Originally WSIS had the aim of reducing the technological gap between rich and poor countries and ensure freedom of expression online but, as usual when the UN is involved, the agenda has been hijacked (even the unfortunate choice of venue suggests it) and will instead concentrate in trying to end American monopoly on internet world traffic and domain names management.
At the present time, and since 1998, the worldwide web is managed by the Internet Corporate Body for Assigned Names and Numbers (ICANN), a non-profit private copyright corporation based in Los Angeles, subject to Californian law and under the control of the Department of Commerce of the United States (DoC). ICANN is the big traffic controller of the network. It controls a system of thirteen powerful computers, called “root servers”, installed in the United States (four in California and six near Washington), in Europe (Stockholm and London) and Japan (Tokyo).
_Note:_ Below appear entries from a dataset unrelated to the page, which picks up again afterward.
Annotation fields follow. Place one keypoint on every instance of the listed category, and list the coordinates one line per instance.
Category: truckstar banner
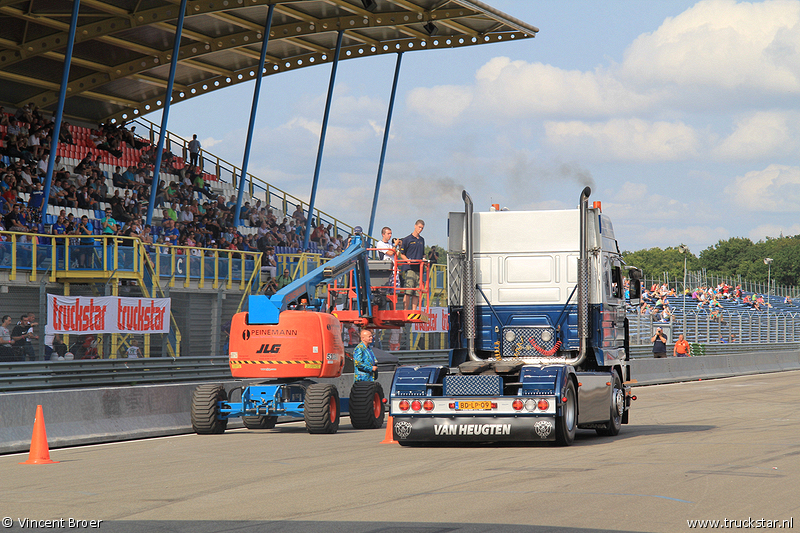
(106, 314)
(439, 322)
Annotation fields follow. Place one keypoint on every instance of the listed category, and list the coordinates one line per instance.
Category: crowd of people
(655, 301)
(192, 215)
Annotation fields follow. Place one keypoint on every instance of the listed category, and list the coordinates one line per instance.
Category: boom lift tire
(366, 405)
(567, 422)
(321, 409)
(617, 409)
(259, 422)
(205, 409)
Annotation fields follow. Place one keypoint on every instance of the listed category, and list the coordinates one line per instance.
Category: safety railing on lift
(227, 172)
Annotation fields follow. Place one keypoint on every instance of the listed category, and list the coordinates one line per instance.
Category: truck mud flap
(473, 429)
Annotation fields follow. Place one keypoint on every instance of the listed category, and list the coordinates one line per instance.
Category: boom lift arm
(267, 309)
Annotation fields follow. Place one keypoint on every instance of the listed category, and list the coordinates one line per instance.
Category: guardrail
(52, 375)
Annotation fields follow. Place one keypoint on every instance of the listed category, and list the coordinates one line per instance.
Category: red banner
(106, 314)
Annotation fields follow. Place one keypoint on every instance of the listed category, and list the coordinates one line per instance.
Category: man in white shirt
(385, 247)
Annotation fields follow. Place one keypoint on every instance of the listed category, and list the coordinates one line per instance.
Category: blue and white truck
(538, 334)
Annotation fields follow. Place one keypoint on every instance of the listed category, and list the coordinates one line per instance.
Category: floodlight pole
(385, 142)
(768, 261)
(165, 112)
(253, 109)
(322, 139)
(683, 249)
(62, 96)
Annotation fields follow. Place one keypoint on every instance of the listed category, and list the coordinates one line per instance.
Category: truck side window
(616, 282)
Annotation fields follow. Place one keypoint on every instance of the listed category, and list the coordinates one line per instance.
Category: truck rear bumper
(410, 429)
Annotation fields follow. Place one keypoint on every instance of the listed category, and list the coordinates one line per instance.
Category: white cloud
(441, 104)
(739, 48)
(773, 230)
(761, 134)
(721, 44)
(774, 189)
(626, 139)
(208, 142)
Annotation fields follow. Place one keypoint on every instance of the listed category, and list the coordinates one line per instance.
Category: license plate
(473, 406)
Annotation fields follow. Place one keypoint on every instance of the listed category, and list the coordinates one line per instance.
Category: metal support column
(385, 142)
(253, 109)
(322, 139)
(62, 95)
(165, 112)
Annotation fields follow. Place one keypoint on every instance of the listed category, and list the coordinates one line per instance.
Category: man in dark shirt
(412, 249)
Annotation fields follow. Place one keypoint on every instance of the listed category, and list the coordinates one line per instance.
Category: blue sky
(682, 116)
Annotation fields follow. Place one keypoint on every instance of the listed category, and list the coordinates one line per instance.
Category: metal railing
(63, 257)
(39, 375)
(731, 327)
(227, 172)
(110, 372)
(700, 278)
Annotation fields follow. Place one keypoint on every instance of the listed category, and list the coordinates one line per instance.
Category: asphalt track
(719, 449)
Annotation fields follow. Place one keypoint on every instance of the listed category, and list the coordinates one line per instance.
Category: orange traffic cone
(40, 452)
(389, 439)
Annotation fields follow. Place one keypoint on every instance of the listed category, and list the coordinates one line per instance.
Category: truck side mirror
(635, 291)
(635, 286)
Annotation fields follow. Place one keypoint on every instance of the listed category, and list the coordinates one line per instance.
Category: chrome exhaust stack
(469, 280)
(583, 282)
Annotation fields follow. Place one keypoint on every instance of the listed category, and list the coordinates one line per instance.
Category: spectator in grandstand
(13, 221)
(54, 346)
(659, 341)
(108, 225)
(284, 279)
(299, 216)
(186, 215)
(23, 336)
(194, 150)
(682, 348)
(6, 344)
(170, 233)
(133, 351)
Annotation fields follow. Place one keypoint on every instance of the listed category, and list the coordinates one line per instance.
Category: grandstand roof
(120, 63)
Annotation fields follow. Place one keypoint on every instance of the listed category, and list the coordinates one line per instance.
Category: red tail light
(543, 405)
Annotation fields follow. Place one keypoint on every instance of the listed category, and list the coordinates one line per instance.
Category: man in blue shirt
(364, 362)
(412, 249)
(87, 244)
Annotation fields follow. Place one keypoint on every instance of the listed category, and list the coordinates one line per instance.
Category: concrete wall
(109, 414)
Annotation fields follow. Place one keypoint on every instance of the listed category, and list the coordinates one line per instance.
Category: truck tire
(321, 408)
(205, 409)
(567, 422)
(366, 405)
(259, 422)
(617, 410)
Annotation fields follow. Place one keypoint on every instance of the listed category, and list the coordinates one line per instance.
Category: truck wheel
(205, 409)
(567, 422)
(366, 405)
(259, 422)
(617, 410)
(321, 409)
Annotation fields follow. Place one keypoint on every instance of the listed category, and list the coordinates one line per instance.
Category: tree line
(737, 256)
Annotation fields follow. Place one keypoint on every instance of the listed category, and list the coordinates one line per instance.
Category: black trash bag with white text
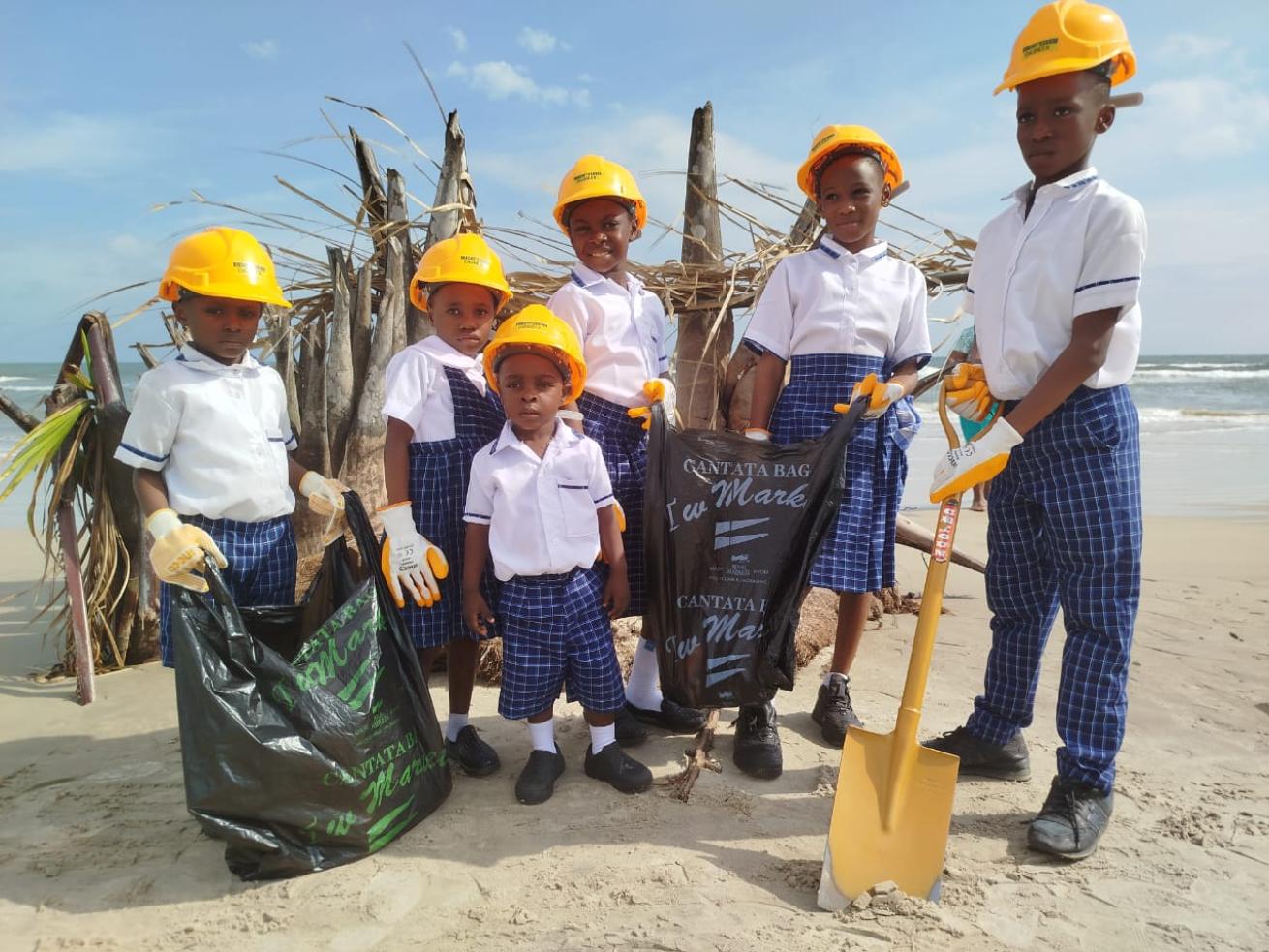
(731, 527)
(307, 732)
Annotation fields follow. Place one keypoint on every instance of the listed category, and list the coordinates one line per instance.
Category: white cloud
(261, 48)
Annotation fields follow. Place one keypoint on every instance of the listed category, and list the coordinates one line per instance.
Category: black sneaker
(1071, 821)
(833, 710)
(471, 752)
(618, 769)
(536, 783)
(757, 749)
(671, 718)
(981, 758)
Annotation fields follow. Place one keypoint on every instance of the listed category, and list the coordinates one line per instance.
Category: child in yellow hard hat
(623, 335)
(1055, 293)
(540, 506)
(208, 436)
(851, 319)
(439, 412)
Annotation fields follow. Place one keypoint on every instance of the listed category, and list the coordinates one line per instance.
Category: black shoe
(618, 769)
(471, 752)
(671, 718)
(981, 758)
(757, 749)
(536, 783)
(833, 710)
(1071, 821)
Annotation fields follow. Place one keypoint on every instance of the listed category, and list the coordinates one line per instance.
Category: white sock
(602, 736)
(454, 725)
(645, 685)
(543, 735)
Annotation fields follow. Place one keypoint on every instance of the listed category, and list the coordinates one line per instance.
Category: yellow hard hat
(222, 262)
(596, 176)
(833, 138)
(1068, 36)
(463, 258)
(537, 330)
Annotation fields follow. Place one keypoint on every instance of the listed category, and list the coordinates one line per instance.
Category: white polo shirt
(830, 301)
(417, 390)
(541, 511)
(622, 333)
(1081, 249)
(217, 433)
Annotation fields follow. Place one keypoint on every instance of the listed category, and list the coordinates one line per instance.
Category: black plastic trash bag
(306, 762)
(731, 527)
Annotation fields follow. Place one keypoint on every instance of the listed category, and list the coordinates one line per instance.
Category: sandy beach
(97, 849)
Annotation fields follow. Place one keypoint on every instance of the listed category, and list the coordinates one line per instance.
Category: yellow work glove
(975, 462)
(409, 560)
(660, 390)
(967, 392)
(325, 498)
(179, 548)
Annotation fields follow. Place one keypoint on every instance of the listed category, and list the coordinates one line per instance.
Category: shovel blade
(863, 850)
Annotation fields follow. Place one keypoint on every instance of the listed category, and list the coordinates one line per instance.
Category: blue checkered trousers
(858, 552)
(439, 471)
(262, 568)
(1065, 530)
(625, 445)
(556, 632)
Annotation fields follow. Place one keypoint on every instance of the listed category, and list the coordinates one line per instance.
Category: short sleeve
(1114, 253)
(772, 323)
(150, 430)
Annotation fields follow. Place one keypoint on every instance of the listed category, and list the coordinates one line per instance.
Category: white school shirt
(541, 511)
(218, 434)
(622, 333)
(1081, 249)
(830, 301)
(417, 390)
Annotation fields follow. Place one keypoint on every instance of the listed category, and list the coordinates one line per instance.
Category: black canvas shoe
(1071, 821)
(833, 710)
(981, 758)
(472, 754)
(536, 783)
(671, 718)
(757, 751)
(618, 769)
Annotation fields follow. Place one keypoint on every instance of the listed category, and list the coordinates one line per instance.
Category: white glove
(975, 462)
(409, 560)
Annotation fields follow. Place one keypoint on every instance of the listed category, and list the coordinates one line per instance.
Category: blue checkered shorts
(1064, 531)
(625, 445)
(262, 568)
(858, 552)
(556, 632)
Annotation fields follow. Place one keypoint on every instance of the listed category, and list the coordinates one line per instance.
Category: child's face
(852, 191)
(1059, 119)
(601, 231)
(222, 327)
(462, 315)
(532, 390)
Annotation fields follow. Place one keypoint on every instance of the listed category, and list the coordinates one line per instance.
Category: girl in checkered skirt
(439, 412)
(851, 320)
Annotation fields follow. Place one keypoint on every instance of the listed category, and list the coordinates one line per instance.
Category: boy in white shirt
(1053, 290)
(208, 436)
(541, 504)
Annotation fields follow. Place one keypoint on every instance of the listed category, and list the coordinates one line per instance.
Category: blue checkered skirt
(262, 568)
(625, 445)
(858, 554)
(556, 633)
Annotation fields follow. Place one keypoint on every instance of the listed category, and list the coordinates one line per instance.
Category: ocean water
(1204, 433)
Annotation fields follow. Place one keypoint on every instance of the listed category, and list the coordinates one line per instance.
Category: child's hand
(478, 613)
Without going into technical details, the problem is that everyone wants a slice of the pie. Not for money, but for control.
The European Union criticizes the present state of affairs but - typically - offers no alternative other than echoing the UN. The UN is clamoring that the Internet must be controlled by an international body. Unfortunately, the more vocal nations on this issue are China, Russia, Venezuela, Cuba, Iran, Zimbabwe, &c... you see my point.
"So there's one set of countries, anchored by Iran, Cuba and China, that would like to see some process by which governments of the world have a much larger hand in controlling the shape of the internet." [and in suppressing dissent and freedom of expression and information - n.ed.]
To be fair, ICANN (or the US) does not exercise control over the Internet, but the apparent American hegemony upsets many. There is certainly room for change; however, it is doubtful that any kind of agreement will be reached in Tunis at this time.
Paraphrasing Churchill one could say that the present situation is the worst one except all others are worse.